The city is on its way to becoming more bike-friendly, as evidenced by the recent passage of the Memphis Metropolitan Planning Organization's (MPO) long-range Regional Bicycle and Pedestrian Plan. Cyclists spent hours in meetings about the plan last year, putting in their two cents' worth about which local streets needed better bike and pedestrian access. One that kept coming up: Walnut Grove.

Construction crews have already begun widening the portion of Walnut Grove that extends between I-240 and the Wolf River bridge. So why are the Tennessee Department of Transportation (TDOT) and the city engineer's office just now considering bike lanes along Walnut Grove?

"The problem we had was one of timing," said Ed Cole, chief of environment and planning for TDOT. "[The Walnut Grove project] was pretty well adjusted when the MPO adopted the [bike-pedestrian] plan back in December."

The design for the Walnut Grove construction project was complete in early 2004.

The possibility of adding bike lanes along Walnut Grove was included in a section of the bike-ped plan called the vision plan, which includes projects that, while important, wouldn't have to be implemented before 2026. Another section of the plan includes projects that should be complete by 2026.

TDOT has contracted with RPM Transportation Consultants, a firm in Nashville that worked on the bike-ped plan, to determine how to incorporate bike and pedestrian access into the Walnut Grove project.

Bob Murphy, president of RPM, says they are considering several alternatives. One suggested by the city would place a shared bike lane along Shady Grove, which runs parallel to Walnut Grove. Bicyclists would travel along Shady Grove, until it intersects with Humphreys Boulevard, then cross the Wolf River on the Walnut Grove bridge.

This plan would keep most of the bike traffic off heavily traveled Walnut Grove.

"We've been saying all along that the most reasonable and safest route into Shelby Farms is not along Walnut Grove," said city engineer Wain Gaskin. "Walnut Grove carries 60,000 vehicles a day and is projected to carry almost 100,000. I don't consider that the most appropriate route when we can get on a much less traveled roadway to decrease the potential for conflicts."

One possibility RPM is considering along the Wolf River bridge is separating one of the already designed 10-foot shoulders with a barrier for a safe bike and pedestrian trail over the river.
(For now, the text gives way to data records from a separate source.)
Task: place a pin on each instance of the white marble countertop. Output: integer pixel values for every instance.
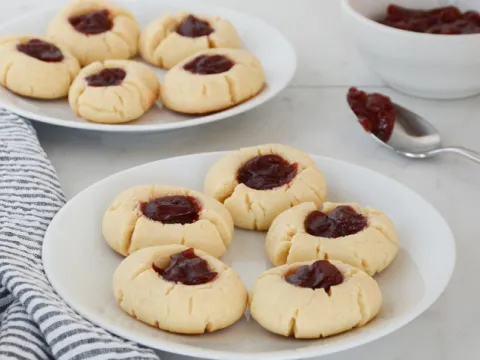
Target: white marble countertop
(312, 115)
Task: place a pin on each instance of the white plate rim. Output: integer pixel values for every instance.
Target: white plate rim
(299, 353)
(127, 128)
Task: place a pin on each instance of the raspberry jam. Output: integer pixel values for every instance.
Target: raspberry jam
(187, 268)
(192, 26)
(447, 20)
(320, 275)
(209, 64)
(41, 50)
(106, 77)
(375, 112)
(93, 23)
(266, 172)
(175, 209)
(342, 221)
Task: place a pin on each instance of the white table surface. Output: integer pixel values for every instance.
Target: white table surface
(312, 115)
The current Wolf River bridge has no shoulders at all and is marked at the entrance with a "no bikes" sign.

Murphy says RPM should determine within 90 days which alternatives would work best. Cole says the addition of a bike lane should fit within the existing construction schedule.

As for future projects, Katherine Turner, senior transportation planner for the MPO's Department of Regional Services, says when a municipality submits a road project to the MPO for funding, they are asked to look into possibilities for bike-lane access.

Although the MPO does not have the power to force anyone to include bike access, Turner says MPO ranks the projects for funding. Projects without bike and pedestrian facilities are given lower ranks, and are thus less likely to receive funding.